Italica was the first city that the Romans actually established and built on the Iberian Peninsula, instead of just inhabiting the preexisting towns, and that is pretty much all I knew going into the trip. As we walked through the ruins of Italica, the professor guiding us showed us images of what the ruins would have looked like during the height of Italica as well as what the different buildings were for or why certain architectural choices were made. He also talked about how society was structured at that time and the superior position that Romans held within the region, while the native population lived outside the city walls as second-class citizens and were taxed to conduct trade within the city. After Roman occupation came the period of Muslim occupation, at which point the city of Italica was unoccupied except for being stripped for valuable items like marble, taken from its amphitheater. I could write at least a page on all the bits of information that I acquired, but I'll save that for when my family visits in May and I turn into their personal tour guide, and I'll just share my favorite fact from the day:
Me! and friends in the amphitheater |
Friday night, we went to a little bar where they had a small flamenco show every half hour which was absolutely beautiful. I don't have any photos or videos from that because they ask you not to record but it was a great show, and we stayed and waited to watch it twice. There were no microphones or speakers, just a woman's voice and an acoustic guitar playing while a man danced the flamenco, so it was expected that the audience stayed quiet until the end of the performance and, for the most part, everyone was very thankfully respectful of that, so the performance had a very intimate feel. I really enjoyed seeing a small show where people are sitting on the walls and floor, huddled around the stage to see, as opposed to a large venue.

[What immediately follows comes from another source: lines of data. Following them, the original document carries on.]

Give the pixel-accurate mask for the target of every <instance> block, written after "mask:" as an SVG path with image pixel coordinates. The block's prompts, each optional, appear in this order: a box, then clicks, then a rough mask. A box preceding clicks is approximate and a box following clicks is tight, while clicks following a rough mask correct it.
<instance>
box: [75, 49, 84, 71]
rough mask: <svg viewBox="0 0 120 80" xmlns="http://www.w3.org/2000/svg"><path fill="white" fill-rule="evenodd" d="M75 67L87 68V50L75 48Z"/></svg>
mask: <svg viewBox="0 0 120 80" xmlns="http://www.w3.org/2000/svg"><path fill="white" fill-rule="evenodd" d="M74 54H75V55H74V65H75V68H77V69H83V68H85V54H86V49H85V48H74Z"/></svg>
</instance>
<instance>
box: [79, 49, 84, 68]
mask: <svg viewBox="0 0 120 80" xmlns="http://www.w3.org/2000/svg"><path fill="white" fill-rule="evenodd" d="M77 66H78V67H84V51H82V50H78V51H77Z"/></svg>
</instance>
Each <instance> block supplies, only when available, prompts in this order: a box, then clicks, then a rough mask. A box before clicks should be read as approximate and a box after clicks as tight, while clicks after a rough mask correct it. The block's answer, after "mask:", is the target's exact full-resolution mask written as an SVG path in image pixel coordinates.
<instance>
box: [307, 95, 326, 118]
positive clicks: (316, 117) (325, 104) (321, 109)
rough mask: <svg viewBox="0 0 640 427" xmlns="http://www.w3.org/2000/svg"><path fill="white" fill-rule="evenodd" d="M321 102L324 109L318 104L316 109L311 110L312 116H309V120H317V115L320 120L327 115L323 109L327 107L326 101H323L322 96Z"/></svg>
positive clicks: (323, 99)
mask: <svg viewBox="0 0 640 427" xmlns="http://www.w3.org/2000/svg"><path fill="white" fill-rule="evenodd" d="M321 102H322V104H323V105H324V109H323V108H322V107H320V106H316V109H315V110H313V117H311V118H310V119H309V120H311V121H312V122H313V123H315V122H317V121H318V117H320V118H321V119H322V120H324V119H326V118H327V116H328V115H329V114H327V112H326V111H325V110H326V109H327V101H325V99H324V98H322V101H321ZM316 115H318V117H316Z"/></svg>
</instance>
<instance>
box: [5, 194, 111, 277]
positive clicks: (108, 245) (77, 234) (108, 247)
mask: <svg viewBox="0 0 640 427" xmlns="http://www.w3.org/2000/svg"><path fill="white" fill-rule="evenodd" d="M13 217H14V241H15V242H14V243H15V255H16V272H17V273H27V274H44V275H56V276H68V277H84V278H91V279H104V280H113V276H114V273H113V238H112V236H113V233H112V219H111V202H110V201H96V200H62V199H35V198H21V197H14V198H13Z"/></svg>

On Saturday I was supposed to go the Real Alcazar de Sevilla with a friend but they woke up sick and so I unintentionally did my first solo exploring. The Real Alcazar is a palace near the Cathedral and el centro that would technically be the lodging of King Felipe the sixth if he were to visit (Did you know that Spain has a monarch? I don't think most people do.) I did an unguided tour of the complex and just stopped at every plaque and I still feel like I learned a lot and really enjoyed my time there. I spent almost 4 hours inside and definitely could have kept wandering if they had not been closing. The details in the architecture were astounding, the layout was hilariously confusing at some parts, the gardens were gorgeous (and full of friendly peacocks), I got stuck in a hedge maze for 15 minutes, there were ducks using the hallways as shortcuts to and from the various ponds within the property, and I spent half an hour in the tile exhibit alone. I wandered the perimeter of the palace on my way back to the metro and found a Sevillana perfume shop where all of the scents have oranges as their base, which they get from the orange trees in the streets of Sevilla which is super neat.
Food
This week I tried European flaming hot Cheetos: 0/10, a terrible disappointment, not at all like U.S. hot Cheetos. I had an ice cream bar, of course, I have to get my weekly ice cream: 10/10 but why do they only sell Haagen Dazs here? We bought snacks to watch the flamenco show on Friday night which was like a mini charcuterie board of sorts with cheese, bread chips, potato chips, and of course jamon but it was weirdly served on what felt like construction paper and as you might expect, that is very difficult to carry so everyone kept dropping food, odd delivery system.